Is there any point in reading Heraclitus and Parmenides?I have a book with fragments and testimonies of Pre-Socratics but its all so sparse and obscure that surely people are just imposing their own frameworks on what little fragments exist.
>>24885241There's over a hundred fragments of Heraclitus, including, apparently, the opening to his book. Parmenides' fragments are substantial, possibly making up the full introduction, almost all of the Way of Truth, and large fragments of the Way of Opinion. Only the latter section has obvious gaps. No one's really sure how long Heraclitus' book was, but ancient testimonies about it seem to bear out that it had an enigmatic character to it, and it doesn't seem to have been written as a straightforward treatise, so the fragments, when read altogether, might reflect pretty well the character of his book.

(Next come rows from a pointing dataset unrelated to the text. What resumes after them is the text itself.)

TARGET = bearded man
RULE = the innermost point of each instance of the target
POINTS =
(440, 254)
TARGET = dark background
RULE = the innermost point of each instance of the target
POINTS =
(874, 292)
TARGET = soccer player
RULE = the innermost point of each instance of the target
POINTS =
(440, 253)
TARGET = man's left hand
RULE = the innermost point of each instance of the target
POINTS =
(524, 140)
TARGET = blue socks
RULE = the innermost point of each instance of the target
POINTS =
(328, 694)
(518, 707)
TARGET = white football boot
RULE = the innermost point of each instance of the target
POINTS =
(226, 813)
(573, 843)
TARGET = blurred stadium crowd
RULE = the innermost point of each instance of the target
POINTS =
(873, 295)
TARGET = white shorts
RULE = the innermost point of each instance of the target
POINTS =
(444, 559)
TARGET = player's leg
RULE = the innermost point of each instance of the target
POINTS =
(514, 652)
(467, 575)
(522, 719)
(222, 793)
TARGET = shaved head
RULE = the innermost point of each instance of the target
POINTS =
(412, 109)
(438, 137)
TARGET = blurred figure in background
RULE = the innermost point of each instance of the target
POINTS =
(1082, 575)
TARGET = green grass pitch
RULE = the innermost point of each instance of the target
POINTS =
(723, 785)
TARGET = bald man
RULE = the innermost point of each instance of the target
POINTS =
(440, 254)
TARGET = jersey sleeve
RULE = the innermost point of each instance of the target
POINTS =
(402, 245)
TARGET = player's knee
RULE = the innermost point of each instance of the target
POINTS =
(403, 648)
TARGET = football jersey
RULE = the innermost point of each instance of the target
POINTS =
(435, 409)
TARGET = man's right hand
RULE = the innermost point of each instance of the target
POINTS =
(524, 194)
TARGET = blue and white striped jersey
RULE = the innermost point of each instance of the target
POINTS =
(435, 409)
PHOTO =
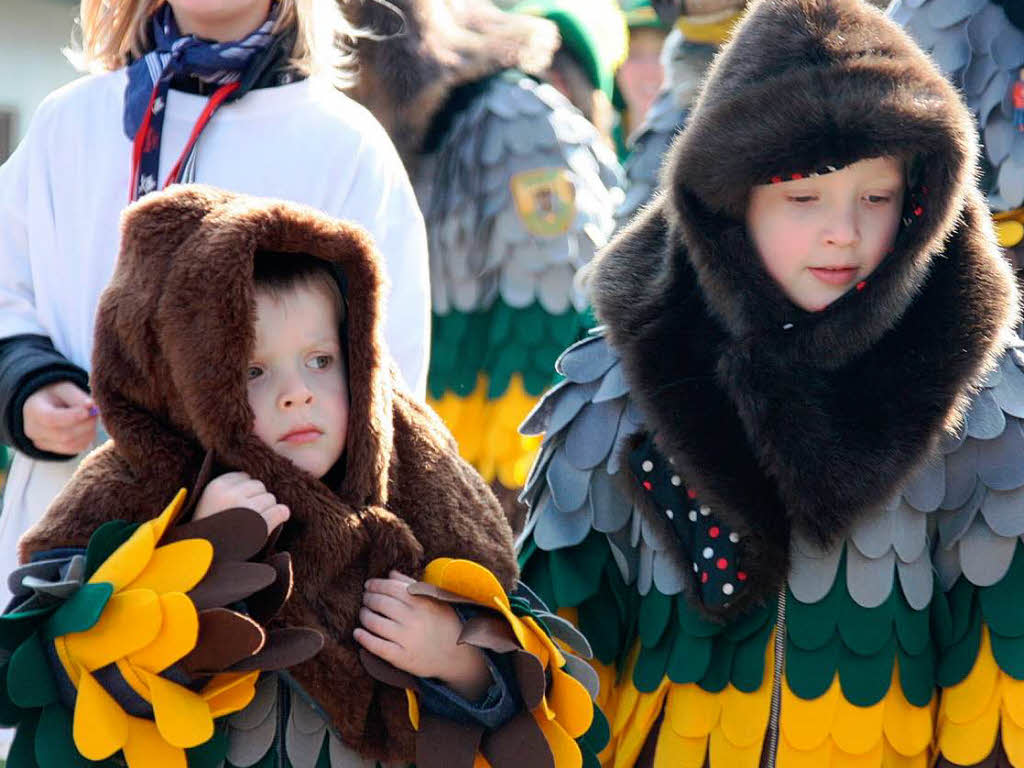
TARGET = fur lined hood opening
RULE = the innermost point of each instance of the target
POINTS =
(174, 333)
(782, 417)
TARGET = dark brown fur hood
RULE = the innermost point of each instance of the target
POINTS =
(781, 417)
(174, 333)
(419, 51)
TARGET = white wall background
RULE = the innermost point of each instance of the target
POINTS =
(32, 36)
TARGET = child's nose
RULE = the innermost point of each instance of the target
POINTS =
(843, 230)
(299, 395)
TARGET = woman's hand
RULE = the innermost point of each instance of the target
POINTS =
(60, 418)
(239, 489)
(419, 636)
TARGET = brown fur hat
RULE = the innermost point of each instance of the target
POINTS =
(421, 50)
(782, 417)
(174, 333)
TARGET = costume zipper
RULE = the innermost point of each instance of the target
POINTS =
(283, 713)
(771, 750)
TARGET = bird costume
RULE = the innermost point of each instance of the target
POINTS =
(792, 537)
(518, 192)
(138, 636)
(980, 47)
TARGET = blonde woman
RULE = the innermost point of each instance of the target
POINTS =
(236, 93)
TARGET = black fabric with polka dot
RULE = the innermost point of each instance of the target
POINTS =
(710, 546)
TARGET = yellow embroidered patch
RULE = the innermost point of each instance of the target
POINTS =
(545, 200)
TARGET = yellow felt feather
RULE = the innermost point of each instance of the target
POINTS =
(486, 430)
(129, 623)
(146, 749)
(100, 726)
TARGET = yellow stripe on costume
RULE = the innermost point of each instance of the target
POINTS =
(485, 430)
(974, 712)
(727, 727)
(832, 731)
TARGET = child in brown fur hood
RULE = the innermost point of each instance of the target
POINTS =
(245, 335)
(792, 462)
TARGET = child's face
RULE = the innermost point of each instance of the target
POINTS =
(298, 389)
(819, 236)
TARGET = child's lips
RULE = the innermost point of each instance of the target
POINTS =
(835, 275)
(302, 435)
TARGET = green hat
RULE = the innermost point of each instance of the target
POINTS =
(594, 31)
(640, 13)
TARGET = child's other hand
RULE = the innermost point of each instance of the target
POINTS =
(419, 636)
(239, 489)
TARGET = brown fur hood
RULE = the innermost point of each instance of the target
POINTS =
(781, 417)
(173, 338)
(419, 51)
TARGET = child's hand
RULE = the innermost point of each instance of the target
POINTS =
(419, 636)
(239, 489)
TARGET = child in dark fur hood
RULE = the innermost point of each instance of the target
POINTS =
(803, 406)
(240, 340)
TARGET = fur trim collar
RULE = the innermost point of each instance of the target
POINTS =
(422, 50)
(781, 417)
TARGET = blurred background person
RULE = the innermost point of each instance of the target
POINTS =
(698, 28)
(595, 40)
(518, 189)
(639, 78)
(237, 93)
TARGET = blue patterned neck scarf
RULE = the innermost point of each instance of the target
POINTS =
(227, 66)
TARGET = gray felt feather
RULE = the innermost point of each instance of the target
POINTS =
(977, 47)
(479, 246)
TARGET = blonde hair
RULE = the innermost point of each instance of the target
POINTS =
(114, 32)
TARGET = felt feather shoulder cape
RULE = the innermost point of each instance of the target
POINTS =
(173, 337)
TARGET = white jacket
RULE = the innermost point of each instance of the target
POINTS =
(64, 188)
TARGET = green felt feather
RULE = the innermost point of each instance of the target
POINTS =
(30, 682)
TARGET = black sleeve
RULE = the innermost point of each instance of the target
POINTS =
(27, 364)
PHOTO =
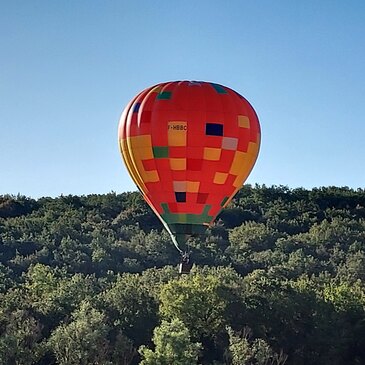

>>24885287To add, you can also check out the following lecture transcripts that go over both authors and make clear both what sense can be drawn from them, what is wholly speculative, and how and why they were received the way they were in the tradition.https://www.academia.edu/129463895/Seth_Benardete_Heraclitus_Seminar_1998https://www.academia.edu/129463935/Seth_Benardete_Parmenides_Seminar_2000
>>24885241Read GWF Hegel’s analysis of the presocratics to truly get it if it helps. Parmenides’ big takeaway is that everything is this thought thinking itself into existence and Heraclitus is sort of like a proto-Big Banger - his idea is everything started as this undivided one but then motion and change came along and one day everything shall return to one. They were the first true metaphysicians to question not only how time and movement work but what their place is in existence.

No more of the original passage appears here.